Each challenge is accompanied with additional context on the challenge, additional information snippets, links to external reading resources, a marker telling you the difficulty of the challenge and a counter for how many attempts you have made on the challenge.

As you go through Operator training flags, you’ll see that each is marked as either easy, medium or hard. This difficulty level is not random. It is generated by a constantly evolving statistical analysis of all users.

As you go through training flags, your attempts are tracked. If everyone quickly and consistently passes a flag, it may be marked as easy. Like a bell curve, if some users start struggling on a flag, it may creep up to MEDIUM. If the majority of users struggle, it might reach HARD.

This difficulty gauge gives each challenge a 1-10 rating. This is the value that fluctuates over time, giving you a perspective on your peers.

Through this design, we've created a pair of proof-of-concept training programs we think contain the blueprint for solving the cybersecurity problem.

The first program is called Introduction and is free and contains 7 courses and around two-dozen challenges. It teaches you how to get the most out of your Operator instance.

The second program, accessible in the Professional license and called ATT&CK Procedures, contains courses for each tactic on the ATT&CK matrix and challenges for (most of the) procedures you have loaded in your Operator. Each challenge breaks down the commands within the procedure, teaches you why they're important, how a hacker thinks about it, how to detect and respond to it and walks you through running it and analyzing the result.

The Pink Badge training program is a brand-new concept in the world of cybersecurity education. This program, utilizing the structure of our normal programs, is a 5-week course on introductory red team skills. Each week has a recorded lecture and 3-8 hours of homework. By the end of the class, students will be capable of running basic security assessments at their organizations. This program is geared toward technical - but not security - practitioners.

Solving the problem

Now, how can we solve the cybersecurity problem?

As we described earlier, the cybersecurity education problem boils down to these four problem statements:

  • It is artificially difficult to enter the industry.

  • Learning what to learn is the hardest part of the job.

  • The majority of red (offense) and blue (defense) cybersecurity workers don’t know how to code.

  • None of the existing education options in the industry satisfy the combination of being fast-moving and comprehensive.

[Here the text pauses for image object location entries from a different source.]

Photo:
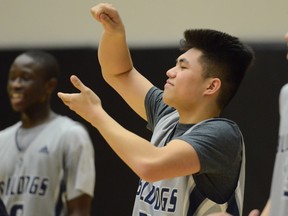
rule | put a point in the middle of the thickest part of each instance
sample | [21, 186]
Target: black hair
[223, 56]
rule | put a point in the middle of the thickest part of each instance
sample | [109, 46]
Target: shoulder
[219, 125]
[10, 129]
[67, 124]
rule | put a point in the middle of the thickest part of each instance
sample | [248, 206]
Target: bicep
[177, 158]
[132, 87]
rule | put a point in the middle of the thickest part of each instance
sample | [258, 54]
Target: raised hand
[108, 16]
[85, 103]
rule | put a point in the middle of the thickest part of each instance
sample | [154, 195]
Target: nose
[15, 83]
[171, 72]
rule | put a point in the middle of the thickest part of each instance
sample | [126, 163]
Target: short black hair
[223, 56]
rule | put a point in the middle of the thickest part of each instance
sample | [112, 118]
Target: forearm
[113, 54]
[135, 151]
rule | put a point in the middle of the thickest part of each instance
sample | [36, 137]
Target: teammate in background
[47, 160]
[193, 162]
[3, 211]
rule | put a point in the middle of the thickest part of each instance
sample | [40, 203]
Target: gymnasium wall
[254, 108]
[26, 23]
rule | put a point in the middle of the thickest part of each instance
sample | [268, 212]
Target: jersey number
[16, 210]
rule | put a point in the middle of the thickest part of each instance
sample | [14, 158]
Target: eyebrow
[182, 60]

Within the Operator training design, we are hoping to solve these statements by:

  • Giving free access to the most realistic red team tool on the market, bundled with various free training programs to make it easier for people to break into the security industry.

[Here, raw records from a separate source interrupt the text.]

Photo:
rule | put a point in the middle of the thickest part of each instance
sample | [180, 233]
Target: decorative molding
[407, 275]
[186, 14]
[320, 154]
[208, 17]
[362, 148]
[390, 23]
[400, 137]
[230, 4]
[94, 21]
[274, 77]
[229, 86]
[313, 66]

  • By leveraging the experience of the Prelude development & security teams, we are building training modules covering what people in various security roles need to know. We want to cut down on the enormous amount of noise and filter down to what you actually need to know.

  • We plan on releasing programs to teach you the ins-and-outs of areas like software engineering principles and system administration. These, in combination with how our ATT&CK program breaks down attacks for you, will start building up the coding abilities of those in security roles.

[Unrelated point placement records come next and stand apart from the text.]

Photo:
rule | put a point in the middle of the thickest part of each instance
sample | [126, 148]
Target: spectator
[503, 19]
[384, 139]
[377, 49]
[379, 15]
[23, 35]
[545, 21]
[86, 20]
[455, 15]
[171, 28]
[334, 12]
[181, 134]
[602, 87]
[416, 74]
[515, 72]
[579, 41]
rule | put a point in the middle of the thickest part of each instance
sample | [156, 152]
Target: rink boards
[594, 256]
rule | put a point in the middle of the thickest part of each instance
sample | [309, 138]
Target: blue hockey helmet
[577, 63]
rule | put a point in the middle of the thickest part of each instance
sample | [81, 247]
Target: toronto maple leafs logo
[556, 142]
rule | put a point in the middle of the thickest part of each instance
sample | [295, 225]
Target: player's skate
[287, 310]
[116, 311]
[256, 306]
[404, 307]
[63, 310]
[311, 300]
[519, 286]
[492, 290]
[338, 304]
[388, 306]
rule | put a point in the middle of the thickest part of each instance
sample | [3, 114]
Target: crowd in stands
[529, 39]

  • We (literally) bring training to your desktop, by making it accessible within your Operator instance, not a static website on the internet. We believe this focus on bringing training to you and making it an ongoing learning experience is essential for applied education.


As we continue building training modules, both within our existing programs and new ones, we hope you connect with us and let us know how it's going.

At Prelude, we hope to stand out by building tools for those with "boots-on-the-ground." We're not in the business of hooking you into expensive certification programs which don't help your bottom line. Instead, we're focused on solving the greater cybersecurity problem. And this can only be done by coordinating with those like you: the ones doing the actual security.